Practice proved that assumption wrong inside of about six months of production deployments.

BM25 keyword matching is fast and precise for exact-match queries. Semantic search via dense embeddings captures meaning. Neither is wrong. They fail on different query types. Every production RAG system that needs to serve a broad range of user queries needs both.

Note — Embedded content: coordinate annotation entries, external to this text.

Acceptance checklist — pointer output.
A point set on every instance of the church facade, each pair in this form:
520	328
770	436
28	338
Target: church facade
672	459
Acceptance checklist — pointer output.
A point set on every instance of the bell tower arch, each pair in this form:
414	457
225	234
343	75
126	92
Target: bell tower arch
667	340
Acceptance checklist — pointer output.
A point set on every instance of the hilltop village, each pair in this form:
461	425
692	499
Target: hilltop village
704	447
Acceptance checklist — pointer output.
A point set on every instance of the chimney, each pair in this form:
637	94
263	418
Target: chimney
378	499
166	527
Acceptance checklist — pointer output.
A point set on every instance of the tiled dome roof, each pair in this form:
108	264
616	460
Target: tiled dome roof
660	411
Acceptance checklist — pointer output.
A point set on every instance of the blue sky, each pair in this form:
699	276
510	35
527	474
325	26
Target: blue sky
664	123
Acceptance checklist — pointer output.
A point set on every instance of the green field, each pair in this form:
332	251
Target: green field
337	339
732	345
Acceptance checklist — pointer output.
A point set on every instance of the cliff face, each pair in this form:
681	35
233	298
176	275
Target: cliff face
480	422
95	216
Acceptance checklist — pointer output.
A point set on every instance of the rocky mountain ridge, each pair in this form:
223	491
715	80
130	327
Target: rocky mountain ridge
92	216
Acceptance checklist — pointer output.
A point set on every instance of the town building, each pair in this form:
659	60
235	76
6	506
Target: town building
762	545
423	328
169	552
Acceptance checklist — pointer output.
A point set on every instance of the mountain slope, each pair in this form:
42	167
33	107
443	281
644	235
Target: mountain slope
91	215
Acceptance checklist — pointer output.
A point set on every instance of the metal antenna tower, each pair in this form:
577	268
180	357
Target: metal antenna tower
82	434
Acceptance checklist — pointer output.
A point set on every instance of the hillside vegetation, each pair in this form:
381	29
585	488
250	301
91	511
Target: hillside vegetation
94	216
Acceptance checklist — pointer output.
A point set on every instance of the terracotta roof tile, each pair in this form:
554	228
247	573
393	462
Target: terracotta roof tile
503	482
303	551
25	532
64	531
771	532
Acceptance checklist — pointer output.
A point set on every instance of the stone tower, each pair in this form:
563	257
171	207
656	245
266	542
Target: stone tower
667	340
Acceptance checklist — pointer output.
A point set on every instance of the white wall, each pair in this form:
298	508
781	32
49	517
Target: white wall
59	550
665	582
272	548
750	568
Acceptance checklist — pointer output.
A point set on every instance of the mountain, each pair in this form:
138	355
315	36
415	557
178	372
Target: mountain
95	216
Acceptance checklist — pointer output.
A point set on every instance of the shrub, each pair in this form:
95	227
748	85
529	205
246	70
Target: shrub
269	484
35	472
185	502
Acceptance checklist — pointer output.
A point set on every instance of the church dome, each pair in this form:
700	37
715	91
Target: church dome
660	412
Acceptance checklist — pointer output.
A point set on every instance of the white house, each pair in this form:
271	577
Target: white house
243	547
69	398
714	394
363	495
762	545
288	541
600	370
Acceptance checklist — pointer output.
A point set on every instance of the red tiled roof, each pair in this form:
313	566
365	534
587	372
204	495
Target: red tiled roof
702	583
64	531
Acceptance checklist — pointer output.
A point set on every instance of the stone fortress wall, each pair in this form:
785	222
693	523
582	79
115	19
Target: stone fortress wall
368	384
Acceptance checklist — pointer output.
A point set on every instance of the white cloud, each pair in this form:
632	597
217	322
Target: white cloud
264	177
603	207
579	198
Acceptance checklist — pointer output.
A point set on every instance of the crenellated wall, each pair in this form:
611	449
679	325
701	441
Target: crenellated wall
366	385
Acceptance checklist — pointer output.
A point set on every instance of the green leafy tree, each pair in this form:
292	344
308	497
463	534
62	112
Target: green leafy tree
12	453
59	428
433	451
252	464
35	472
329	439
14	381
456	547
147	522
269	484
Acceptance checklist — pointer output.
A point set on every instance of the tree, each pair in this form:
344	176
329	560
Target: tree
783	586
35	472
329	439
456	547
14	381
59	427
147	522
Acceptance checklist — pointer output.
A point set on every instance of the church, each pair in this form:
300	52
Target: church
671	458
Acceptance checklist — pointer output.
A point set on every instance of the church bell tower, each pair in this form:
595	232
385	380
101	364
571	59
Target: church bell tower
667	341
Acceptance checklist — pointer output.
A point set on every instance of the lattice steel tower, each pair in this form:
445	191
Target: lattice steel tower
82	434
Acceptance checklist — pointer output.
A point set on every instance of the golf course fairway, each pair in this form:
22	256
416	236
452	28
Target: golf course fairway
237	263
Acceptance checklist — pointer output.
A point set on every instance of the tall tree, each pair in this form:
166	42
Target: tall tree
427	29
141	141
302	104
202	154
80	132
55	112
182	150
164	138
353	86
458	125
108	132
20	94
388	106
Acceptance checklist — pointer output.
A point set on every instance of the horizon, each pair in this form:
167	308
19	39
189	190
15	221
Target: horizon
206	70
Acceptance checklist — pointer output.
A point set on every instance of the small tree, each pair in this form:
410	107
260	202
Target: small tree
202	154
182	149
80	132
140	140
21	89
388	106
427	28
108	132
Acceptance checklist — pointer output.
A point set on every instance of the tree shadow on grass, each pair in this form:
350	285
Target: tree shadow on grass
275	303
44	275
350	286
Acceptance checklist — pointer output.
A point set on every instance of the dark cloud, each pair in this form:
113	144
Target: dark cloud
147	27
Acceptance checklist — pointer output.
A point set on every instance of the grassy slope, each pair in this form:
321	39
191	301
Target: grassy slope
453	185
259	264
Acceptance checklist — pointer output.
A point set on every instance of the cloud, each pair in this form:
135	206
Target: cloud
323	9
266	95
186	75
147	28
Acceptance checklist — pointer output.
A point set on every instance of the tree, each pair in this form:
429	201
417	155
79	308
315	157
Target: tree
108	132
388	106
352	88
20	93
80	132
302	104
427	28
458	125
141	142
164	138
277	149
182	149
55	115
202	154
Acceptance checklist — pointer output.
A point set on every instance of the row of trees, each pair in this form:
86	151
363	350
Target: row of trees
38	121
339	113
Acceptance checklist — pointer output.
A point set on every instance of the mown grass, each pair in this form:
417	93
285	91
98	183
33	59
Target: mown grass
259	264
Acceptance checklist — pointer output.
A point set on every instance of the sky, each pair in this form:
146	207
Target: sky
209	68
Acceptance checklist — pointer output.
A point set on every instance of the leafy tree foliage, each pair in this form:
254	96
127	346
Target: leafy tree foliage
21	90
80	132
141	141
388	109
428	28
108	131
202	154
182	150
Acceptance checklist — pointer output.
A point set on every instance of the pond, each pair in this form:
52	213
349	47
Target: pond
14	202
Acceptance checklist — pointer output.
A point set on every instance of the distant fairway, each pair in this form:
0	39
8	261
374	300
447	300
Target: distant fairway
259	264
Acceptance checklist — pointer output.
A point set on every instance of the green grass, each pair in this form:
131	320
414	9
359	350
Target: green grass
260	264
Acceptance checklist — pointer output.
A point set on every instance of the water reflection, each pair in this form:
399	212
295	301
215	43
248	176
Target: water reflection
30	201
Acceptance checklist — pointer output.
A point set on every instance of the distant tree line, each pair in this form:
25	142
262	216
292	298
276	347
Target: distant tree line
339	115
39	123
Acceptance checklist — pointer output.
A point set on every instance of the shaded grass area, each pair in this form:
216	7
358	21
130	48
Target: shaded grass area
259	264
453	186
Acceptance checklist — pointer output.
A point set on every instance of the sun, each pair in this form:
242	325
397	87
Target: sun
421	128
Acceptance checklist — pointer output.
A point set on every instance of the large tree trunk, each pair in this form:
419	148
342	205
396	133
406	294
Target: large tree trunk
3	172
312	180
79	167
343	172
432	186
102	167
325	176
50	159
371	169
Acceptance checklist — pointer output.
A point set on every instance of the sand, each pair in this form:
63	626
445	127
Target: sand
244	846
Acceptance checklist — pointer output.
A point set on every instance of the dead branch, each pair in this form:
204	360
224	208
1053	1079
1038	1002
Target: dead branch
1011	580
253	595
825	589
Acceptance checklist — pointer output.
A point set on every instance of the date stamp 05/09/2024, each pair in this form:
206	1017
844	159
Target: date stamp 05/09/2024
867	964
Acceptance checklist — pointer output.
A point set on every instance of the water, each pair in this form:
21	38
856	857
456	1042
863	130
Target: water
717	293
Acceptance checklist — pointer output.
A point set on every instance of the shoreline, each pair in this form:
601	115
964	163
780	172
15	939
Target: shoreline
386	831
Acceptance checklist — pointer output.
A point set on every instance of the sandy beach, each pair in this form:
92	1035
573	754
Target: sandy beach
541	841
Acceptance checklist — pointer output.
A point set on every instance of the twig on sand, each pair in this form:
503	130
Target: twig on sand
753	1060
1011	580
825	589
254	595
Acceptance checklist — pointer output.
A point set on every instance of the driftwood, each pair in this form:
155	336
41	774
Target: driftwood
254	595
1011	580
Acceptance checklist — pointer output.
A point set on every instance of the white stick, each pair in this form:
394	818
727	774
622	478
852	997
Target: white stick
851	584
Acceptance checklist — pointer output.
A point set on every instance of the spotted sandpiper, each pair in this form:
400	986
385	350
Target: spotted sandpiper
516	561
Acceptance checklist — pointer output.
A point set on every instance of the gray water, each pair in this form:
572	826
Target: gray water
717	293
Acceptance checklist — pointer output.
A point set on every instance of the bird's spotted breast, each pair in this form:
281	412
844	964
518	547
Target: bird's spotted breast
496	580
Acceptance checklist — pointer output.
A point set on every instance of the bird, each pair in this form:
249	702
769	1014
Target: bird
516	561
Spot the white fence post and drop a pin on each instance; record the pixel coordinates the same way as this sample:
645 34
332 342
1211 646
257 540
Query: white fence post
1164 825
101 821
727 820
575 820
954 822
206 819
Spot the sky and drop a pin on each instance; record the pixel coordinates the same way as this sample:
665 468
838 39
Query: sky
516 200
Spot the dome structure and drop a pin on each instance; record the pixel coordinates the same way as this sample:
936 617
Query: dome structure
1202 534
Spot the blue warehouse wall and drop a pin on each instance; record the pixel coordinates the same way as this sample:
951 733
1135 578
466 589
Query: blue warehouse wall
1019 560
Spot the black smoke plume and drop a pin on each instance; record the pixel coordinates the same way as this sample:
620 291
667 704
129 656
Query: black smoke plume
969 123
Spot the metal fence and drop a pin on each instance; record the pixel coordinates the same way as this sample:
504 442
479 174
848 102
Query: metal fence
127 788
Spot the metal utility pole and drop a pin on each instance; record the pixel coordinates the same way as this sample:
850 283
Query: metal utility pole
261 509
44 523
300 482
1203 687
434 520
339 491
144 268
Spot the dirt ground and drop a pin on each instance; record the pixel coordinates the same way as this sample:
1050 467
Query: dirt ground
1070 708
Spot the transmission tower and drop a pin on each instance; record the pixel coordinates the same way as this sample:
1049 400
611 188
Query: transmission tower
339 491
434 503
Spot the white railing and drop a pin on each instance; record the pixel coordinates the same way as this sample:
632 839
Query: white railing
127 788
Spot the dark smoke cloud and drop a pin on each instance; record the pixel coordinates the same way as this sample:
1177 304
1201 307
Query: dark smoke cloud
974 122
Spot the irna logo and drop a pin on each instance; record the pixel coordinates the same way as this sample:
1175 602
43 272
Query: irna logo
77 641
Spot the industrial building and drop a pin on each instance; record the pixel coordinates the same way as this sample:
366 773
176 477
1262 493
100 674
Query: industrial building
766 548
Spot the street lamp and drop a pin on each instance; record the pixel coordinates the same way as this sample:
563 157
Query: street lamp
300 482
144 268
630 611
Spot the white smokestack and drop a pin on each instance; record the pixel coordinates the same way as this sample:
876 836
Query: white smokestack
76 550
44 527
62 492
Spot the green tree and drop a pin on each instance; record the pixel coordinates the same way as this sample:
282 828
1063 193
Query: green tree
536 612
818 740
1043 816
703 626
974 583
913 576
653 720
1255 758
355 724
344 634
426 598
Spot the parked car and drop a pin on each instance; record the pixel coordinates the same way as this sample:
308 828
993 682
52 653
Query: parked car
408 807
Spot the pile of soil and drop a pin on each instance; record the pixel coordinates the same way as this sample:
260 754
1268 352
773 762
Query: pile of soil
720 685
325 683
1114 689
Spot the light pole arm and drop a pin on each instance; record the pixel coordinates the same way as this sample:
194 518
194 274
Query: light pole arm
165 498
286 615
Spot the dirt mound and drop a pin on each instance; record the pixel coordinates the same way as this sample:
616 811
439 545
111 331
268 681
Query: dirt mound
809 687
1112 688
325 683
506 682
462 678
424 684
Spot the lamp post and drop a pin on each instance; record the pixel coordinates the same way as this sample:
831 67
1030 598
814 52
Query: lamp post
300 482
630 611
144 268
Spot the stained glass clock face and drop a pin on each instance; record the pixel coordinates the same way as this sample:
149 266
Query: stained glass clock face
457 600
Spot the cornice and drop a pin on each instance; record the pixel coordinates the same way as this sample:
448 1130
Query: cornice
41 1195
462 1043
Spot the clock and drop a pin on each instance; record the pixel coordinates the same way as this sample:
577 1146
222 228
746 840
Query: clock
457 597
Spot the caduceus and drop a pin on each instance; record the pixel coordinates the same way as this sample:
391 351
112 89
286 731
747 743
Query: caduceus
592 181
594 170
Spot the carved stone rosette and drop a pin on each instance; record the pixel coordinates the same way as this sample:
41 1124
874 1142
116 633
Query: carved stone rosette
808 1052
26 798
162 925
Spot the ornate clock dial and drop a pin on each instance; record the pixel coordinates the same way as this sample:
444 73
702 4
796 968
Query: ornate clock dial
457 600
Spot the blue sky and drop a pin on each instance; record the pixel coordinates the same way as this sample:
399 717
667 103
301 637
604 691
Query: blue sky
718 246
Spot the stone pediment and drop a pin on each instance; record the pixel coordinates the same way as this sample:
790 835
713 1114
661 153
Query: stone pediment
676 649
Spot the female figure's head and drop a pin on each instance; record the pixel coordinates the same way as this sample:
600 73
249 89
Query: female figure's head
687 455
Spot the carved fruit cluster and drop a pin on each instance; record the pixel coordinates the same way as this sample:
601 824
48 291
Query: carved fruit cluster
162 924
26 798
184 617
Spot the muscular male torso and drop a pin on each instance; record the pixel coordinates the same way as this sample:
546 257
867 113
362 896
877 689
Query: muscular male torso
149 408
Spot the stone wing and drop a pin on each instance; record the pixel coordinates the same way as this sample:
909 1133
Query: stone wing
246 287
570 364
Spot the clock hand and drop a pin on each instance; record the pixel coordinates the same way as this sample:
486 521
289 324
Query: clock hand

Reciprocal Rank Fusion (RRF) is the standard way to merge them. Both BM25 and dense retrieval produce independent ranked lists. RRF scores each document based on its position in each list. A document that ranks 2nd in dense and 8th in BM25 gets a higher combined score than one that ranks 1st in only dense and absent from BM25.

python
from rank_bm25 import BM25Okapi
from qdrant_client import QdrantClient
import numpy as np

def reciprocal_rank_fusion(
    dense_results: list[tuple[str, float]],   # (doc_id, score)
    bm25_results: list[tuple[str, float]],    # (doc_id, score)
    k: int = 60   # RRF constant — 60 is standard
) -> list[tuple[str, float]]:
    """
    Merge two ranked lists using Reciprocal Rank Fusion.
    k=60 is the standard constant that prevents top-ranked items from dominating.
    Returns merged list sorted by combined RRF score descending.
    """
    rrf_scores: dict[str, float] = {}

    # Score from dense retrieval ranks
    for rank, (doc_id, _) in enumerate(dense_results):
        rrf_scores[doc_id] = rrf_scores.get(doc_id, 0) + 1 / (k + rank + 1)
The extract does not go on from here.